Note: In practice they differ, but this simplifies our model.

3. Fundamental Definitions

3.1 LLM as Pure Function

We model an LLM as a pure function:

LLM: Context → (Reasoning, Actions)

Inputs:

Context: The text and structured data directly accessible to the LLM

Outputs:

Reasoning: Internal thought process, chain-of-thought, analysis
Actions: Structured requests to interact with the world (tool calls, responses, queries)

The LLM has no direct access to anything outside its context. It cannot see files, networks, databases, or any other state unless that information is explicitly loaded into its context.

3.2 Context vs World

Context: The observable, directly accessible information within the LLM's attention window.

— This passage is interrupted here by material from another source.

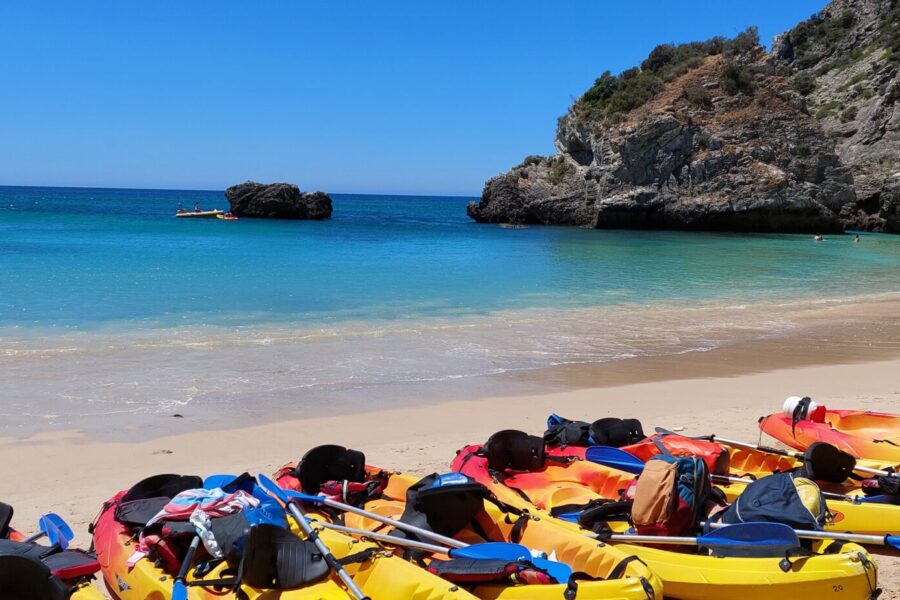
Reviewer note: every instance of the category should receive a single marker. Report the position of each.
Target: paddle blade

Limited in size (e.g., 128K tokens)
Directly influences LLM outputs
Managed by the harness

World: Everything outside the context that the agent might need.

File systems
Databases
APIs
Previous conversation history (not currently in context)
External knowledge bases

The harness acts as the bridge between Context and World.

3.3 Agent Decomposition

An agent is the composition of two components:

Agent = LLM + Harness

The LLM performs reasoning and generates actions.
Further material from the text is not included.